I totally agree that the issue of coastal towns is a multi-departmental one; I do not detract from that, but I feel strongly that we in coastal communities have to address each of the issues with each of the Ministers, and then bring that together through the cross-departmental committee. It is crucial that Ministers with responsibility, who can have an impact on our communities, understand that we face many challenges and find out what levers they can pull to assist us. The fact that the Under-Secretary of State for Culture, Olympics, Media and Sport, the hon. Member for Weston-super-Mare (John Penrose), has responsibility for tourism and is the MP for a seaside town is a great asset for us.
Absolutely. I do not disagree with that analysis. Tourism genuinely helps in an extraordinary way. Too often in our tourist propaganda, we forget that our coasts are a fantastic asset. We tend to think of London, Edinburgh and bits in between, such as Stratford-upon-Avon. International publicity does not stress a strength that was well illustrated by the BBC programme. We have a fantastic coast, which is a fantastic asset, and we should make more of it.

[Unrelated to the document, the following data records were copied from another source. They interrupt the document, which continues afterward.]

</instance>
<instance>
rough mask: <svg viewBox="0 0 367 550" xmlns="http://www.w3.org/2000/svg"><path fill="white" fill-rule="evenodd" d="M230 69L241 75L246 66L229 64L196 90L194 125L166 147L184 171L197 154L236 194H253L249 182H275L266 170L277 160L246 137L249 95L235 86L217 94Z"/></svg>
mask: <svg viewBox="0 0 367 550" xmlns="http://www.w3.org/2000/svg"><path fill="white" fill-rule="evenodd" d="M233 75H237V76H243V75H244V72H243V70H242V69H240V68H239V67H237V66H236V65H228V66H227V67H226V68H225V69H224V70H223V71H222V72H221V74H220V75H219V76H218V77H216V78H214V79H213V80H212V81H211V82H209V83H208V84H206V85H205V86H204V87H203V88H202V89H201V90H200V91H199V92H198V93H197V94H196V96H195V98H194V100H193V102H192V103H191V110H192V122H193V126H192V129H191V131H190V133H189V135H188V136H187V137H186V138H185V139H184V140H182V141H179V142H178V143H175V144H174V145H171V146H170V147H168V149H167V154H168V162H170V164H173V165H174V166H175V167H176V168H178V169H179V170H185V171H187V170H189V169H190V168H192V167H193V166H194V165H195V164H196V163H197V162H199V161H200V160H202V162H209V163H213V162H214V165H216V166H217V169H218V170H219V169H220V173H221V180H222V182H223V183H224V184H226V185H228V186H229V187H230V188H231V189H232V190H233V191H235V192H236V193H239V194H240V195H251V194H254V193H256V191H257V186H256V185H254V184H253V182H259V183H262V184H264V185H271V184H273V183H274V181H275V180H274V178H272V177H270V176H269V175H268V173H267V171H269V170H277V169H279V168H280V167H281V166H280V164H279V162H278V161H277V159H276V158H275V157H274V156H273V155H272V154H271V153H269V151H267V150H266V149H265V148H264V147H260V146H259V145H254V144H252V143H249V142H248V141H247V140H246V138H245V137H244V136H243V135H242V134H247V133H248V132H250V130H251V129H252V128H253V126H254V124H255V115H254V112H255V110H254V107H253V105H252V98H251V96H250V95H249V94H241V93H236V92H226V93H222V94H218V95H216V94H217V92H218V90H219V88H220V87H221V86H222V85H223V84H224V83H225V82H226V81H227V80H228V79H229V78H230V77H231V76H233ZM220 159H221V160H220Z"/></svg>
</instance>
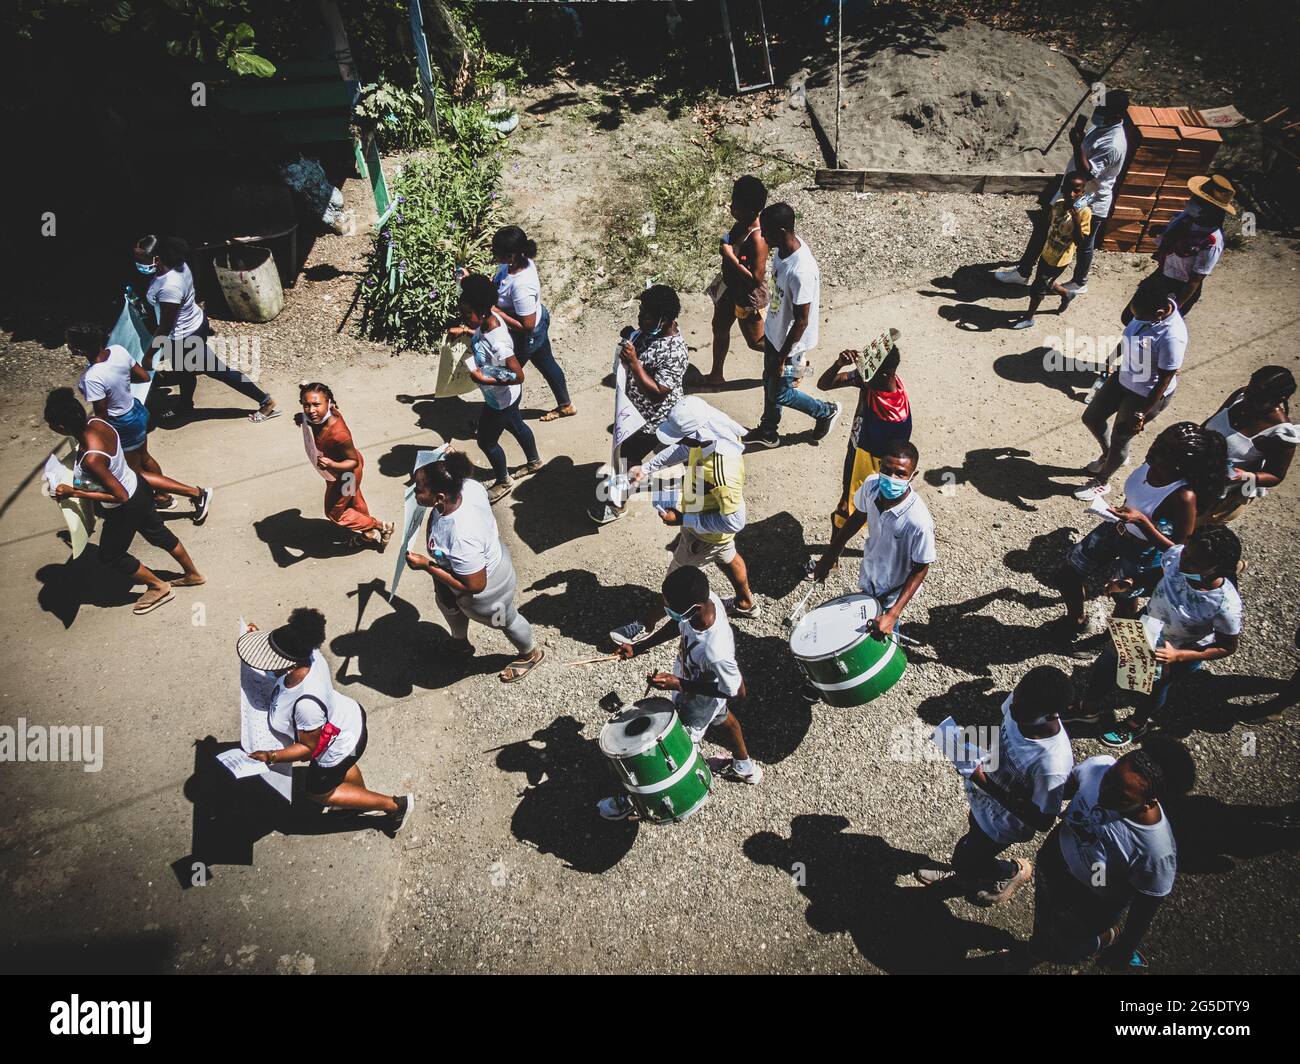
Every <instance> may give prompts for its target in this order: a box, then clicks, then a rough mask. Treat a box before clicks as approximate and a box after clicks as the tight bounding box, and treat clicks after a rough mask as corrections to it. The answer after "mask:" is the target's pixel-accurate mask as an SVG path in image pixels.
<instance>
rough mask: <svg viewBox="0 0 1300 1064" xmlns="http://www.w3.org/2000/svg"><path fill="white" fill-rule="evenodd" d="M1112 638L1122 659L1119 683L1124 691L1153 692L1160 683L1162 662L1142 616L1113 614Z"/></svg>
mask: <svg viewBox="0 0 1300 1064" xmlns="http://www.w3.org/2000/svg"><path fill="white" fill-rule="evenodd" d="M1109 627H1110V639H1112V641H1113V643H1114V644H1115V654H1118V657H1119V663H1118V666H1117V667H1115V683H1117V684H1118V685H1119V687H1122V688H1123V689H1125V691H1140V692H1143V693H1144V695H1151V689H1152V685H1153V684H1154V683H1156V675H1157V671H1158V667H1160V666H1158V665H1157V662H1156V654H1154V652H1153V650H1152V645H1151V641H1149V640H1148V637H1147V628H1145V626H1144V624H1143V623H1141V620H1136V619H1131V618H1125V617H1113V618H1110V626H1109Z"/></svg>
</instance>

When I was at an embassy in France, I picked up propaganda for the north-west of England, hoping to find references to Southport, or at least Blackpool, but there were none. I found Oswaldtwistle, but I do not even know what it is, and I have lived in the north-west most of my life.
VisitBritain—I have said this before—has something to learn, but we must all learn how to deal with our new environment. If regeneration of seaside resorts is to progress, we will presumably have to work hand in hand with the new local enterprise partnerships, which will be centred predominantly in urban conurbations and will not have a natural feel for the problems of seaside resorts. They will need to be advised, instructed or directed not to leave out places that will, in most LEPs, be on the margins or the coast.
We must also recognise among ourselves—the community of coastal MPs—that whatever prospects we thought there were, before the time of austerity, of new transport links being delivered overnight have probably receded, and that that will not happen any time soon. We must work hard for our salvation. Most seaside resorts, their communities, and councils who understand the state of play recognise that. I believe that there is a role for the Government—this was the theme of the speech of the hon. Member for South Thanet—in sewing the pieces together and ensuring that good practice is spread, and in ensuring that when resorts have a clear vision of their own destiny and are prepared to pull themselves up by their own bootstraps, they are given every encouragement to do so.